Calculating Cycle Time
The debate around cycle time revolves around how to calculate CT. There are two popular ways to measure CT: direct measurement and Little's Law.
Cycle Time = Work end datetime - Work start datetime
This is the most accurate representation of cycle time. It is also more complicated to calculate. Outliers affect this equation. Outliers are work that took unusually long or short periods of time to complete. Calculating an average CT which includes these outliers will skew the CT result. To calculate CT with direct measurement subtract the start date from the end date. This gives you the duration that the work was in progress. Let's calculate CT given this single unit of work:
|ID||Start date||End date|
The CT for this work is 1 hour (13:00 - 12:00). The CT for a time period is the average of all the units' CTs over that time period. For example, given the table above, the average CT for one day, October 10th, is 1 hour.

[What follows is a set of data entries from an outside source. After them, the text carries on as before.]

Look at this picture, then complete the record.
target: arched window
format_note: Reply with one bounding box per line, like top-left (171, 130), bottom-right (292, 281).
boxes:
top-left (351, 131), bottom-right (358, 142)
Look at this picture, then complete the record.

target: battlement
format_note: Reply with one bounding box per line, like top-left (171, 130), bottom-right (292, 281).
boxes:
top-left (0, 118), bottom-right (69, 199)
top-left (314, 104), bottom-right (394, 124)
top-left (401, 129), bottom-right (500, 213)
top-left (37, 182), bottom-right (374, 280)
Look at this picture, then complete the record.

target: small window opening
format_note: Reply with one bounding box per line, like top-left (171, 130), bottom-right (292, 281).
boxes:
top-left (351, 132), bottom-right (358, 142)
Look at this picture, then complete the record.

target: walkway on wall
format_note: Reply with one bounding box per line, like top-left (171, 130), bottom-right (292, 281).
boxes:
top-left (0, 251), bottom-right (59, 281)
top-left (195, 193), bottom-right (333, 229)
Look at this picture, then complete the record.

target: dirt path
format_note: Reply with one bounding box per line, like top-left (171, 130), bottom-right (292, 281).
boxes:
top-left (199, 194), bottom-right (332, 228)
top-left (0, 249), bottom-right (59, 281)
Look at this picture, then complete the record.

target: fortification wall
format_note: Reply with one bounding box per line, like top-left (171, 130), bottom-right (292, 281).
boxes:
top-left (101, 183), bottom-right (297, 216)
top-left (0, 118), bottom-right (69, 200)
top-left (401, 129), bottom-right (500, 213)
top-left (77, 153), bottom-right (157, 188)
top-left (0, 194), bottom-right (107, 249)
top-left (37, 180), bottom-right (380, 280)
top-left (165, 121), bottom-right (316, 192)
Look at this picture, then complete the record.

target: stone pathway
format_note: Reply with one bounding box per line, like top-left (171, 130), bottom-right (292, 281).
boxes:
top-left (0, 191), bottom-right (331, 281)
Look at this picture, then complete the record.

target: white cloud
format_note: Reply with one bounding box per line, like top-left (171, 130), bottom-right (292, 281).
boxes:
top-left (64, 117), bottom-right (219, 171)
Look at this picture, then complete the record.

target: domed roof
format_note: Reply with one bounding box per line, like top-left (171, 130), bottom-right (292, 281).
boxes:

Cycle Time = Work in Progress / Throughput
This formula is easier to calculate. You don't have to measure and average the durations of each unit of work. Also, this formula ignores the outliers we described in the direct measurement formula. Little's Law does this by putting work into two states: "incomplete" and "complete". In the following diagram we're generating a CT using Little's Law for a given time period. Complete work is green; incomplete work is red:
This diagram shows three units of WiP. WiP is defined as having either:
- A start time within the period's range
- An end time within the period's range
There are two complete units of work in the period. We define "complete" work as having an end time within the period's range. That gives us a CT of 1.5 per time period (3 / 2). The diagram has an example time period of one day. This tells us we can complete 1.5 units of work per day.
One nice thing about this calculation is that it takes WiP into consideration. The direct measurement formula can only calculate complete work. This calculation can consider work that is currently in progress. This gives you a result that is accurate to the current moment. Another benefit of this formula is that it illustrates the two ways you can improve CT: increasing throughput and decreasing WiP.
These calculations are averages. Depending on when you measure your sample you may get misleading results. Let's apply Little's Law to the same example from above:
|ID||Start date||End date|
Calculating for one day, Oct. 10th, yields a CT = 1 day (1 / 1 per day). This is in contrast to the direct measurement method for the same day yielding a CT of one hour. Let's measure a two day period with Little's Law: the 10th and 11th. This gives us a CT of 1 unit of work every two days (1 / 1 per two days). This may paint a bad picture of Little's Law, but it shouldn't. This is a limitation of averages for any formula. The direct measurement formula could be similarly impacted. You could chose a period of many outliers that would skew direct measurement. It's possible, intentionally or unintentionally, to pick a period that reflects CT in positive or negative lights. To combat this limitation it's worthwhile to measure the same period at regular intervals. For example, consistently calculate and report CT for one day, one week, or whatever period makes sense for your team.
Cycle time measures the part of a software delivery pipeline that is mostly (if not entirely) controlled by an engineering team. Because of this it's a great metric to track. Changes to development (ex. feature flags), peer review, QA, CI/CD, and team structure will all have an impact on CT. Measure, observe, and improve! 👩🔬
The largest factor for how you want to handle CT calculations is outliers. If you want to feel the pain of a ticket that was WiP for 3 months, go with direct measurement. There are reasons for and against this. Teams want to identify pain points so that they can correct the issue. However, there are cases where work was in progress, but outside of engineering's control. You may not want that outlier indicating there's a problem if you can't fix it. If you want to have an understanding of CT, but gloss over some of the details, go with Little's Law.